Anche dopo l’entrata in vigore della L. 154/92 (e del Testo Unico Bancario) non sono mancati tentativi volti ad eludere il disposto di cui all’art. 4, cercando di convogliare di nuovo le clausole che facessero riferimento ad una prassi bancaria nell’art. 1284, 3° comma c.c. Tuttavia un’autorevole giurisprudenza ha posto fine anche a tale situazione, ritenendo che l’indicazione in cifre del tasso di interesse pattuito possa essere certo soddisfatto per relationem, con la necessità tuttavia di un richiamo per iscritto a criteri prestabiliti ed elementi estrinseci al documento negoziale, obiettivamente individuabili, che consentano la concreta determinazione del tasso convenzionale di interesse senza lasciarlo all’arbitrio del debitore o del creditore (Cass.
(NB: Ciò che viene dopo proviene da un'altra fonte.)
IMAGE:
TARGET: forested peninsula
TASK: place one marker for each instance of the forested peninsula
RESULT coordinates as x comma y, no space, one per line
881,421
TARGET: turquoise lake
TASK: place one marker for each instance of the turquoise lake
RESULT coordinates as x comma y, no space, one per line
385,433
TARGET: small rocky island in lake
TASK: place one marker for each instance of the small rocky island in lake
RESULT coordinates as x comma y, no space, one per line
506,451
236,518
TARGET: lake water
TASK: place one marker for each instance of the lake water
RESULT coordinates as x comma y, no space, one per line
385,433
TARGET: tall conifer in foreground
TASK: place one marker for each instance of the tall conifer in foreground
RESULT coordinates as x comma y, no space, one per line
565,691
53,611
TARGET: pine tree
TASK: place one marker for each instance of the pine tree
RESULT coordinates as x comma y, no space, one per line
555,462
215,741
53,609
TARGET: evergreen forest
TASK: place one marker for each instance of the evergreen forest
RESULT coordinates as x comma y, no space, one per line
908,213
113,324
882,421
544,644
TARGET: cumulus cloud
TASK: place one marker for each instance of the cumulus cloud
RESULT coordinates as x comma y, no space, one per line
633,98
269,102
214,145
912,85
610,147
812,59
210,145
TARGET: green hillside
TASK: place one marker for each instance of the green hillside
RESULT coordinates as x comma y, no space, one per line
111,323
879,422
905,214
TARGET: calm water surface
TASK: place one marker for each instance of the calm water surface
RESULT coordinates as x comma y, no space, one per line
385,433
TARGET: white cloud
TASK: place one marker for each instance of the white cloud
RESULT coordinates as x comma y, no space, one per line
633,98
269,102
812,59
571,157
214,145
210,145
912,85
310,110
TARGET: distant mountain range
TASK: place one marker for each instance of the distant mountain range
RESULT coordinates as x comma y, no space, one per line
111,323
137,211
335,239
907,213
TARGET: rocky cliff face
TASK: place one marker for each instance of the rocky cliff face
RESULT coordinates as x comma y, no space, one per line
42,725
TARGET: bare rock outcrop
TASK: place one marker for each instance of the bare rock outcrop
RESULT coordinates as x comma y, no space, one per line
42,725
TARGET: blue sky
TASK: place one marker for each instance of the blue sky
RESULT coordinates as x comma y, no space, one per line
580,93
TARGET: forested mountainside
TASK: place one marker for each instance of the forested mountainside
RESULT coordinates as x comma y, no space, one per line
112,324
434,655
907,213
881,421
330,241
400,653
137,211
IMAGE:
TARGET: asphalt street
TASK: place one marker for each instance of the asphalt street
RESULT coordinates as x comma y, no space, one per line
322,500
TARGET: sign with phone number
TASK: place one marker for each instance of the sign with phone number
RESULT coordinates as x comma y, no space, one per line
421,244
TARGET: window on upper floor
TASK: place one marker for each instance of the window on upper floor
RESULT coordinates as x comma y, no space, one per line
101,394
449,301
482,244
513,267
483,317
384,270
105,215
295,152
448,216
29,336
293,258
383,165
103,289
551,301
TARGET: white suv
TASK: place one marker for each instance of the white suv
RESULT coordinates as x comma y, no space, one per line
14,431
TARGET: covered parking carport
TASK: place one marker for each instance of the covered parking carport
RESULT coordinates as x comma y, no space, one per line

Civ. 25/06/1994 sent. n. 6113; Cass. Civ. 3/02/1994 sent n. 1110).
Con particolare riferimento alle clausole contrattuali, che rimandino alle condizioni praticate usualmente dalle aziende di credito sulla piazza per la determinazione del tasso di interesse applicabile, si sostiene oggi che le stesse non possano dirsi sufficientemente univoche. Infatti, ai fini dell’assolvimento dell’obbligo di determinazione del tasso convenzionale, il riferimento per relationem può considerarsi soddisfatto soltanto ove esistano vincolanti discipline sul saggio, fissate su scala nazionale con accordi di cartello e non già ove tali accordi contengano diverse tipologie di tassi o, addirittura, non costituiscano più un parametro centralizzato e vincolante (Cass. Civ. 23/06/1998 n. 6247). Pertanto tale requisito non viene soddisfatto laddove l’Istituto di credito faccia riferimento unicamente a rilevazioni effettuate e diffuse dall’ABI e dalla Banca d’Italia, volte quest’ultime a recepire i tassi mediamente applicati dalle banche in virtù di un’autodisciplina liberamente adottata.
Tuttavia, il pagamento, ad opera del cliente, spontaneo e consapevole di interessi in misura ultralegale – quand’anche tale misura sia stata pattuita invalidamente secondo le modalità sopra esposte – potrebbe considerarsi adempimento di una obbligazione naturale e determinare quindi l’irripetibilità della somma così pagata.